Each system call service routine C function definition is coded with the SYSCALL_DEFINE0 to SYSCALL_DEFINE6 macros. You must name the system call in the macro invocation. For example, the kernel code has SYSCALL_DEFINE0(getpid)plus a C function body (in {...} braces) for defining the system call named getpid. You can find this example in kernel/timer.c

These macros generate a prototype for a function with the name constructed by prepending "sys_"; so the system call service routine for the getpid system call is the C function named sys_getpid.

The definitions of these SYSCALL_DEFINE... macros are in include/linux/syscalls.h. Hence, the .c file in which you code the body of your syscall's service routine must

#include <linux/syscalls.h>

For consistency's sake, please name your system call csi500

  1. A declaring (not defining) function prototype must be coded in include/linux/syscalls.h

    Therefore, you must modify the existing include/linux/syscalls.h file. You will write a function declaration for sys_csi500 by following the pattern you see for the other sys_.. function names declared there.

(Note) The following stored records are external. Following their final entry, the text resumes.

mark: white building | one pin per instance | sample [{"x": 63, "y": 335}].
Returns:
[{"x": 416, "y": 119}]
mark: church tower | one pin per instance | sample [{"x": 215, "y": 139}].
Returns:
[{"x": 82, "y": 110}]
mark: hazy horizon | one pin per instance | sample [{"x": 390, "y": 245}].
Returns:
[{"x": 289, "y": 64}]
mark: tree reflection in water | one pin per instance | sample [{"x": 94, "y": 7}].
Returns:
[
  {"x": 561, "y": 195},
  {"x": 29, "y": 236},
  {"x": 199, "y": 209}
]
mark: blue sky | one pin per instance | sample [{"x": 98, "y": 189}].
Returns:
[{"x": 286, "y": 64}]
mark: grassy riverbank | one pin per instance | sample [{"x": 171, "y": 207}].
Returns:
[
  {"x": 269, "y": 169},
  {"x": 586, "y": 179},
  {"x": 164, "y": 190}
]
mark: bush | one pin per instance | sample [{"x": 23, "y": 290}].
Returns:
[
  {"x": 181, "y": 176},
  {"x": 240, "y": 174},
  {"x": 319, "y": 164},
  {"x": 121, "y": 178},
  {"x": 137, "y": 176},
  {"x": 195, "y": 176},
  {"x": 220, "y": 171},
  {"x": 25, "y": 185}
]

  2. You must add a new entry to the table of system call service routine addresses. The position (counting from zero) of the new system call's entry in this table is the number of your new system call. You must record this position(index) so you know what number to write in your system call testing application.

    The lab systems are 32 bit x86, so because it is only for the lab, it's only necessary to modify the table for 32-bit systems. That table is in file arch/x86/kernel/syscall_table_32.S

    There is also a file that defines one macro that expands to each syscall number. It is

    arch/x86/include/asm/unistd_32.h

    It is not necessary for you to modify unistd_32.h

    If you must build a 64 bit x86 kernel, you also have to put a new entry in the table in the file arch/x86/include/asm/unistd_64.h The 64-bit code to #include's this file (twice!) into arch/x86/kernel/syscall_64.c to build the system call table.

  3. You will have to modify kernel/Makefile so when the kbuild system processes that Makefile, it will compile your csi500.c file and link the resulting csi500.o object file into the kernel.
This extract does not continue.